Her stomach ached constantly from emptiness, but she had eaten several days ago. She had happened upon two men by the road, men with guns feasting on a goat they had killed and roasted. They gave her some, an unusual act of charity these days. She had expected them to rape her, but they hadn’t been interested. Perhaps they’d had their fill of that, too. They were of the same tribe that had killed her husband. How long ago, she wondered. Weeks? Years? She couldn’t remember.
“Where are you going, woman? It’s not safe to wander around these parts.”
She was surprised at the man’s concern. “I heard there was food at Paqsohsa. There was none left where I come from.”
“You have no family? No husband? Children?”
“All dead.” She didn’t know that this was true. The eldest son had left a few days after her husband was killed. Perhaps he had joined one of the gangs; he was strong and might have become a fighter. But the rest were dead. The eldest daughter had died by the road. The baby weeks ago, after her milk had stopped. And all the rest. She couldn’t remember when and where. They lay scattered along the road, too weak to survive a journey without food. One of the older women in the village had talked long ago of famine. The children die first, because they are weak. Wasn’t that what the old woman had said? But it seemed like a dream, now. All memories of her life before had faded, pushed aside by the quest to find food.

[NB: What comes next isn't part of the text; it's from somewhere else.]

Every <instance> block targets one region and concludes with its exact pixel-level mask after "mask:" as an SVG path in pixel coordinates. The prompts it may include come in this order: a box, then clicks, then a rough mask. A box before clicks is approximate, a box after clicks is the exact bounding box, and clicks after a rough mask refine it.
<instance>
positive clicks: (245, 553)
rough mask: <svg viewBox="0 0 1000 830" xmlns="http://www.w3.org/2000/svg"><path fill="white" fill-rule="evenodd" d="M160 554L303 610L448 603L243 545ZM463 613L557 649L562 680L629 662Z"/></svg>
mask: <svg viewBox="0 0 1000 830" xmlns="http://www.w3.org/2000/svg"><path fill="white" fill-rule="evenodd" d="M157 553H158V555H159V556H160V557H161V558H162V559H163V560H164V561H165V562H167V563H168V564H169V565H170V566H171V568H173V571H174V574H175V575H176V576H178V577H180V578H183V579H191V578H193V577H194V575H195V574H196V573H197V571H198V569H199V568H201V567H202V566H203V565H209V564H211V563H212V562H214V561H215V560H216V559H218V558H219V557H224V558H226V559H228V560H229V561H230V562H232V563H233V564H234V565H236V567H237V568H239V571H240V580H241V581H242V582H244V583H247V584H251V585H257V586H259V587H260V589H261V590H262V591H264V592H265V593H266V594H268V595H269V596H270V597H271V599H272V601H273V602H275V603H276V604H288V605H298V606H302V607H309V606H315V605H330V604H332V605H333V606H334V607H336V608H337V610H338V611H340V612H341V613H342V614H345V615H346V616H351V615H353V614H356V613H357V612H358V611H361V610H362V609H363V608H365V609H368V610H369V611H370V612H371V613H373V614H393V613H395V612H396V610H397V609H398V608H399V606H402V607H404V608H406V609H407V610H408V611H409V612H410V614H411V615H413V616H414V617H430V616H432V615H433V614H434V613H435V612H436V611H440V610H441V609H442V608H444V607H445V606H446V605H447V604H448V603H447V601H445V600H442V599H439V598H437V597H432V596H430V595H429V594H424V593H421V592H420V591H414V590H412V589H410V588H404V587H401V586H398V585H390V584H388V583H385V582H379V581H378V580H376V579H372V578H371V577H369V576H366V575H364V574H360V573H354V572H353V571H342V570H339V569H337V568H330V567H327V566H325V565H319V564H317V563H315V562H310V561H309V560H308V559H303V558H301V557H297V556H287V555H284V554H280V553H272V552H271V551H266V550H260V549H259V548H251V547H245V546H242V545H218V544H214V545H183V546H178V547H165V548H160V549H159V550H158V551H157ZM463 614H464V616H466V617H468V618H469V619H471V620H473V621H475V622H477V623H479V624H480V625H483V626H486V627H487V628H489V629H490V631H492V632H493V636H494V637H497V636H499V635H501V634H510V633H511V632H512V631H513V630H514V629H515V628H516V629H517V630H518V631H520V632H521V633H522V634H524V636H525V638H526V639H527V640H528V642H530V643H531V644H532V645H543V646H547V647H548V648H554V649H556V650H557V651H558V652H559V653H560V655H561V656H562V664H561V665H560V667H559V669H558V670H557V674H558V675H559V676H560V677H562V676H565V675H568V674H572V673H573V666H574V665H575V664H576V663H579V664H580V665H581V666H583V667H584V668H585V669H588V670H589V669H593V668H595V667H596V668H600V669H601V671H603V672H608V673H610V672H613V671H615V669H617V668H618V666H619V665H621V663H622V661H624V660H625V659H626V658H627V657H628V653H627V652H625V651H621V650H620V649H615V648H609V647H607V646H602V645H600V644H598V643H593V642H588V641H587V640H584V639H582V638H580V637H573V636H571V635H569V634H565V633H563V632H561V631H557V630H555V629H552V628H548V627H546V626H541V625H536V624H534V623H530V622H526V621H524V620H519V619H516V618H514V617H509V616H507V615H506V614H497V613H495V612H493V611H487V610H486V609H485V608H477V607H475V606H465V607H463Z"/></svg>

“It’s a long way to Paqsohsa. And Baisheed’s men are there.” The man touched his rifle, as if the mere mention of the name meant immediate danger. She had heard Baisheed’s name before, a powerful warlord feared by many of the people of her village. It was said that he would one day kill or enslave all the people of the whole world. But none of the armed men who had looted their village had ever claimed loyalty to him. She wondered how his tribe could be any worse than the others. But it was said they were the most terrible of all.
“But if I stay here I will starve. Like my children. And they say there are white men at Paqsohsa who bring food for the needy.”

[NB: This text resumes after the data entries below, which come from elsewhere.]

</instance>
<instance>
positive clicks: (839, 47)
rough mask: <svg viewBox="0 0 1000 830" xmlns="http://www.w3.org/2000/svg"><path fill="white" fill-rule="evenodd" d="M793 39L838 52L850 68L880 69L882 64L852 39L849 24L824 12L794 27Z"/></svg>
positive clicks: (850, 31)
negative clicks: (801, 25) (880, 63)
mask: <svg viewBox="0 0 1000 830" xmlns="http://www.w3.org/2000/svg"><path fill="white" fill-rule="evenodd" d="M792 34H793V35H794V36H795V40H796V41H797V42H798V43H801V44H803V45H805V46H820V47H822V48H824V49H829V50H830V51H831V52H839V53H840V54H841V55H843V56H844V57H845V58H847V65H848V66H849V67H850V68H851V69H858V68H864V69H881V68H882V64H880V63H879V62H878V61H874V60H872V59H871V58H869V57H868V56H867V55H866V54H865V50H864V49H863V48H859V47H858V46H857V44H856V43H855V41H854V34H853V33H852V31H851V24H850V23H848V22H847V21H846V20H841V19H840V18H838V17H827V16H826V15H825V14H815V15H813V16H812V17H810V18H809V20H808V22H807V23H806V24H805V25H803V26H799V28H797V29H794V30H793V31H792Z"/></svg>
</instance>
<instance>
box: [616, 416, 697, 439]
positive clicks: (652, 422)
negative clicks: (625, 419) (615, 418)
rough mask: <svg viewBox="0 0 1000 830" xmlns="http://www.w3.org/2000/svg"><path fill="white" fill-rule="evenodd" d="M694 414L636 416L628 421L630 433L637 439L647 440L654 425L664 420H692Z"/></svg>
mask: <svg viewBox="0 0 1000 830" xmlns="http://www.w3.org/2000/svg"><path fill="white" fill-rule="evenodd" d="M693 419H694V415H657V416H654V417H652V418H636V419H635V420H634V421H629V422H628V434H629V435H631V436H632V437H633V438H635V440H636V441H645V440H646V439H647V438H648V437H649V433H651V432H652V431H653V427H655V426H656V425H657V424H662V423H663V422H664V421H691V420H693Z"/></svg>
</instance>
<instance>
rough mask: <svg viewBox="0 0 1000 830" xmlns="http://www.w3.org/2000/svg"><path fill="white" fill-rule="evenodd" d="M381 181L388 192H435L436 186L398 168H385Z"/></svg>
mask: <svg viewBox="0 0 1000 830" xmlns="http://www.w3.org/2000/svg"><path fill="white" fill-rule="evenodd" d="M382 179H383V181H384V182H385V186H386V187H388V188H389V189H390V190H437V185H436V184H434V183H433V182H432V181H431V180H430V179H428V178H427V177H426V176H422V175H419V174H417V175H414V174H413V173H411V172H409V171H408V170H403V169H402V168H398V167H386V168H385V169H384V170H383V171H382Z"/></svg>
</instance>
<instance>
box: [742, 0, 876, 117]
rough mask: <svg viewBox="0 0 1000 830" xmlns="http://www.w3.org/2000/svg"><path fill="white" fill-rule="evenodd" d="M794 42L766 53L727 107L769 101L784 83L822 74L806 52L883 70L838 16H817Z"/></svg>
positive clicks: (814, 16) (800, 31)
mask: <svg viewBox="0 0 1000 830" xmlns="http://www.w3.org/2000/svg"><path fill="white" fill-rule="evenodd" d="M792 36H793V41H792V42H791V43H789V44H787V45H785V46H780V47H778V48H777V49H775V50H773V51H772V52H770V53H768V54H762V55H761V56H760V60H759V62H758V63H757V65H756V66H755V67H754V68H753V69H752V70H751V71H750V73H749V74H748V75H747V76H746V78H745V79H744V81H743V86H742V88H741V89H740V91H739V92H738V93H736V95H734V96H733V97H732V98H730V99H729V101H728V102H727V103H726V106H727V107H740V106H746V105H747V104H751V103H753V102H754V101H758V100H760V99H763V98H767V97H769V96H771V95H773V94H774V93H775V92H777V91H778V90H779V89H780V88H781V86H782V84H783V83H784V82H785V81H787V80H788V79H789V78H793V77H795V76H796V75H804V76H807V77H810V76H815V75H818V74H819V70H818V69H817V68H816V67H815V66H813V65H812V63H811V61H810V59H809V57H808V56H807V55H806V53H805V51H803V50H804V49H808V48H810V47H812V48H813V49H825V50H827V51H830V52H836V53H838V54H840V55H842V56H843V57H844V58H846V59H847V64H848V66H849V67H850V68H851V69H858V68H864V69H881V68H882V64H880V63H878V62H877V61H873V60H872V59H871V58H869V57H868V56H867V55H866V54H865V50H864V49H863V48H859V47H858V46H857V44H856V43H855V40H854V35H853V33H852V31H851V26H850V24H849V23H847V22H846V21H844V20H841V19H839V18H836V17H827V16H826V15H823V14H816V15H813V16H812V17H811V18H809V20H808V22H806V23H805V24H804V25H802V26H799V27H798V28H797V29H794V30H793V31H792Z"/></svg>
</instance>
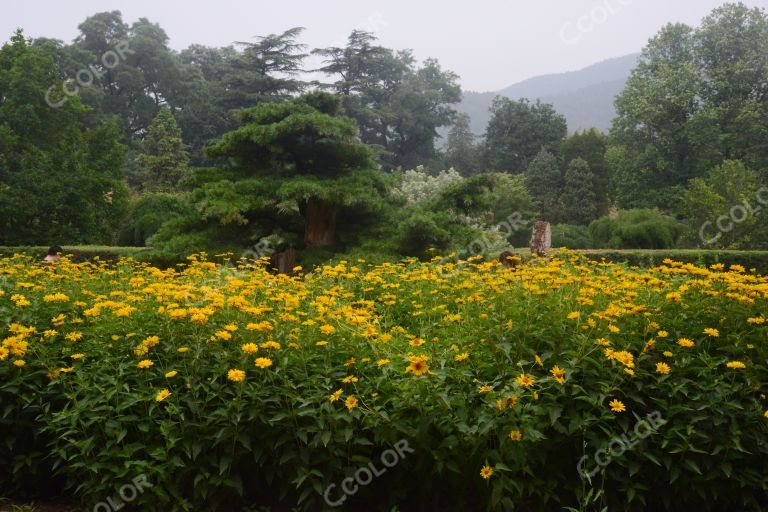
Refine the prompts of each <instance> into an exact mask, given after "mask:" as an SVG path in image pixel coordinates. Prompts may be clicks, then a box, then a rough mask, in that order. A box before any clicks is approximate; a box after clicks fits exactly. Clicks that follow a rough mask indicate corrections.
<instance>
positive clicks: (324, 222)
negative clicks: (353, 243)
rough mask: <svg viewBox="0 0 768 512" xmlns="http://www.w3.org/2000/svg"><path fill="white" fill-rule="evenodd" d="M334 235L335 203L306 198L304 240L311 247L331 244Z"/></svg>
mask: <svg viewBox="0 0 768 512" xmlns="http://www.w3.org/2000/svg"><path fill="white" fill-rule="evenodd" d="M335 236H336V205H334V204H332V203H328V202H325V201H321V200H319V199H309V200H307V208H306V213H305V217H304V241H305V242H306V243H307V245H309V246H311V247H326V246H329V245H333V242H334V239H335Z"/></svg>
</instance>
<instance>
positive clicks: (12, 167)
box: [0, 31, 127, 245]
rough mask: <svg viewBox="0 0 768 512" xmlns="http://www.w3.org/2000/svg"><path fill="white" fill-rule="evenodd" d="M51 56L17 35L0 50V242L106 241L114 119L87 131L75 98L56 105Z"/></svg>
mask: <svg viewBox="0 0 768 512" xmlns="http://www.w3.org/2000/svg"><path fill="white" fill-rule="evenodd" d="M53 55H54V52H53V49H52V48H49V47H43V48H41V47H34V46H32V45H31V44H30V42H29V41H27V40H26V39H25V38H24V36H23V34H22V33H21V32H20V31H19V32H17V33H16V35H14V36H13V37H12V38H11V40H10V42H9V43H6V44H5V45H3V47H2V48H0V244H7V245H26V244H50V243H53V242H57V243H61V244H64V243H73V244H74V243H110V242H112V240H113V235H114V232H115V230H116V228H117V226H118V225H119V223H120V219H121V216H122V215H123V214H124V211H125V208H126V195H127V194H126V191H125V188H124V186H123V185H122V173H121V169H122V162H123V158H124V149H125V148H124V147H123V146H122V145H121V144H120V143H119V139H120V133H119V131H118V129H117V125H116V124H115V123H114V122H110V123H103V124H100V125H97V126H96V127H95V128H89V127H88V125H87V124H86V122H85V120H86V109H85V108H84V107H83V105H82V104H81V103H80V101H79V98H77V97H76V96H74V97H68V98H66V99H67V101H63V102H61V103H59V102H60V101H61V100H62V99H64V98H65V97H64V95H63V93H62V92H61V91H62V89H61V86H62V81H61V78H60V75H59V73H58V68H57V66H56V64H55V62H54V58H53ZM49 86H52V87H53V88H54V89H53V90H54V91H59V92H54V93H53V94H49V95H48V99H49V100H51V101H52V103H54V104H56V105H58V108H54V107H52V106H50V105H49V104H48V103H47V102H46V91H47V88H48V87H49Z"/></svg>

“Yes. I have heard that.” He stared at her for a moment, as if weighing the hopelessness of either option. Then he returned his attention to the fire. There was nothing else to discuss.
“Thank you for the meat. God rewards the charitable.”

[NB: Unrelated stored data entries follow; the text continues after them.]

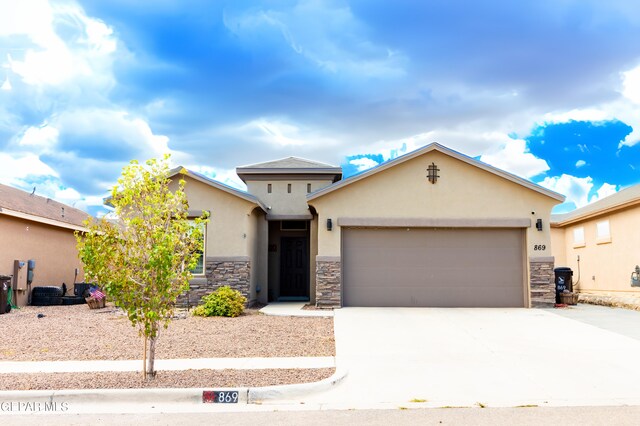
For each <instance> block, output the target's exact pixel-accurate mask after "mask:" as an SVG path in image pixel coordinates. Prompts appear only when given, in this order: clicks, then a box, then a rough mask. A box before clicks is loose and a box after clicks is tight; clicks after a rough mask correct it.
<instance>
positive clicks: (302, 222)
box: [280, 220, 307, 231]
mask: <svg viewBox="0 0 640 426" xmlns="http://www.w3.org/2000/svg"><path fill="white" fill-rule="evenodd" d="M280 230H281V231H306V230H307V221H306V220H283V221H282V222H280Z"/></svg>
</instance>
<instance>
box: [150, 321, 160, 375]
mask: <svg viewBox="0 0 640 426" xmlns="http://www.w3.org/2000/svg"><path fill="white" fill-rule="evenodd" d="M151 333H152V335H153V336H155V337H149V356H148V357H147V380H151V379H153V378H155V376H156V371H155V366H154V361H155V359H156V340H158V328H157V326H156V325H153V327H152V329H151Z"/></svg>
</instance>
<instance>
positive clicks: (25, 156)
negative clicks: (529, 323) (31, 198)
mask: <svg viewBox="0 0 640 426" xmlns="http://www.w3.org/2000/svg"><path fill="white" fill-rule="evenodd" d="M637 40H640V8H639V7H637V4H636V2H634V1H622V0H609V1H607V2H602V1H600V0H575V1H574V0H560V1H559V0H536V1H527V0H524V1H518V2H507V1H478V2H469V1H459V0H458V1H456V0H452V1H446V2H445V1H439V0H424V1H419V2H418V1H402V0H399V1H395V2H388V1H382V0H357V1H319V0H305V1H303V0H300V1H293V0H292V1H259V2H258V1H245V0H233V1H204V0H192V1H184V0H183V1H178V0H156V1H144V0H141V1H137V2H130V1H124V0H110V1H99V0H92V1H82V0H77V1H65V0H59V1H49V0H21V1H19V2H18V1H15V0H0V65H1V66H0V182H1V183H4V184H9V185H12V186H16V187H20V188H24V189H28V190H31V189H32V188H33V187H34V186H36V187H37V193H39V194H41V195H46V196H49V197H52V198H56V199H58V200H60V201H62V202H66V203H68V204H72V205H75V206H76V207H80V208H83V209H85V210H88V211H90V212H92V213H96V212H98V211H99V210H101V203H102V197H104V196H105V194H106V193H107V191H108V190H109V188H110V187H112V186H113V184H114V183H115V181H116V179H117V177H118V176H119V174H120V171H121V168H122V167H123V166H124V165H125V164H126V163H127V162H128V161H129V160H131V159H133V158H135V159H139V160H144V159H146V158H150V157H158V156H160V155H162V153H165V152H170V153H171V154H172V159H173V162H174V163H176V164H180V165H184V166H186V167H188V168H191V169H193V170H196V171H198V172H201V173H204V174H206V175H208V176H211V177H214V178H215V179H218V180H220V181H222V182H225V183H227V184H230V185H234V186H240V187H241V186H242V184H241V182H240V181H239V179H238V178H237V176H235V172H234V169H235V166H238V165H244V164H250V163H254V162H261V161H267V160H271V159H276V158H281V157H285V156H290V155H294V156H299V157H305V158H311V159H315V160H319V161H324V162H328V163H332V164H339V165H341V166H343V167H344V170H345V173H346V174H352V173H357V172H358V171H362V170H364V169H366V168H367V167H372V166H374V165H376V164H378V163H380V162H382V161H385V160H388V159H390V158H394V157H395V156H397V155H401V154H403V153H406V152H409V151H411V150H414V149H416V148H419V147H420V146H423V145H425V144H427V143H430V142H434V141H436V142H439V143H441V144H443V145H446V146H449V147H450V148H453V149H455V150H458V151H460V152H462V153H464V154H467V155H470V156H472V157H476V158H479V159H480V160H482V161H485V162H487V163H489V164H492V165H494V166H496V167H500V168H503V169H505V170H507V171H510V172H512V173H515V174H517V175H520V176H522V177H525V178H528V179H531V180H532V181H533V182H536V183H539V184H541V185H543V186H546V187H548V188H551V189H553V190H556V191H558V192H560V193H563V194H565V195H567V203H566V204H565V205H563V206H560V208H559V209H558V210H557V211H566V210H570V209H572V208H575V207H576V206H578V207H579V206H582V205H585V204H587V203H589V202H593V201H594V200H596V199H598V198H601V197H603V196H606V195H609V194H612V193H614V192H615V191H617V190H620V189H621V188H623V187H625V186H629V185H632V184H636V183H640V160H639V159H640V144H639V143H638V142H639V141H640V43H638V42H637Z"/></svg>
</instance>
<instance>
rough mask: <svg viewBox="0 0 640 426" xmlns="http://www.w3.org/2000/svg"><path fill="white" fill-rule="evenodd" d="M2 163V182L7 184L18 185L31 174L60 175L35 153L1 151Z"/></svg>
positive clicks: (52, 175) (0, 163)
mask: <svg viewBox="0 0 640 426" xmlns="http://www.w3.org/2000/svg"><path fill="white" fill-rule="evenodd" d="M0 164H2V167H0V182H2V183H5V184H7V185H16V184H17V183H19V182H20V181H21V180H22V179H25V178H27V177H30V176H32V177H37V176H58V173H56V171H55V170H53V169H52V168H51V167H49V166H48V165H46V164H45V163H43V162H42V161H40V158H39V157H38V156H37V155H35V154H21V155H9V154H7V153H3V152H0Z"/></svg>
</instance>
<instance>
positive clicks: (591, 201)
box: [540, 174, 617, 208]
mask: <svg viewBox="0 0 640 426" xmlns="http://www.w3.org/2000/svg"><path fill="white" fill-rule="evenodd" d="M540 185H542V186H544V187H545V188H549V189H551V190H552V191H555V192H557V193H559V194H563V195H565V196H566V197H567V199H566V202H567V203H571V202H572V203H574V204H575V206H576V208H580V207H583V206H586V205H587V204H589V203H593V202H595V201H597V200H600V199H602V198H604V197H607V196H609V195H612V194H615V193H616V192H617V187H616V186H615V185H611V184H608V183H603V184H602V186H600V188H599V189H598V191H596V193H595V194H592V195H591V196H589V194H590V193H591V192H592V190H593V186H594V184H593V179H592V178H591V177H590V176H587V177H584V178H579V177H575V176H571V175H567V174H563V175H561V176H554V177H547V178H545V179H544V180H543V181H542V182H540Z"/></svg>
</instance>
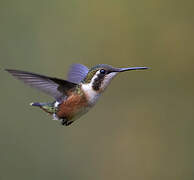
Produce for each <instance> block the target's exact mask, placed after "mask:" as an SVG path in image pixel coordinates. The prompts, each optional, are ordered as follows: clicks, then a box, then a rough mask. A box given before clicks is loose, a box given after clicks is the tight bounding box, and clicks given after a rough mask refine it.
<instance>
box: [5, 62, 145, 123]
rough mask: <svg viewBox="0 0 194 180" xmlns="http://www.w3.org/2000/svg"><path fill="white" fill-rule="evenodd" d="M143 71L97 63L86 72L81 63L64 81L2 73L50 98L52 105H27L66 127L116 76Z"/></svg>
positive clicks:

“Yes, God’s will be done. Go with God.”
She could tell she was close to Paqsohsa. There were now hundreds of people on the road with her, mostly women. Some still had children with them. Some of the children had survived. But no babies. She hadn’t noticed at first, then had started looking, perhaps hoping to see one nursing at its mother’s breast, to remind her of her own lost child. But there were none. There were no women left with milk to feed them.
They walked in silence, without speaking, without crying. Their fate had been decided by God, and there was only to walk to find food or death by the road. Walk until God’s will was revealed. And many dropped by the road to die in silence. But still she walked.
And then they saw them spread across the road in front of them. Men with guns, blocking the way to the village. Some of the women were allowed to continue into Paqsohsa, but most were turned away. As she watched, one old woman tried to ignore the gunmen, walk on without permission. A man—no, a boy, without even a beard—shouted at her, but she walked on. He chased her down and clubbed her with his rifle. The old woman fell and did not move.
She reached the place where the armed men blocked the road. For a moment she stopped, stood staring at them. Then she tried to proceed. The young one stepped in front of her.
“No. There is no place for you here. Go back.”
She looked where the old woman had fallen. Her skull had been split open. Blood and brains spread across the road.
She left the road and sat down among some others who had been refused. She was very tired now and lay down.
“Sleep now.” Did she speak these words or were they spoken to her? She could not tell. She closed her eyes and soon was dreaming of maize-filled fields and laughing children and her husband working, smiling to her from the rich river land.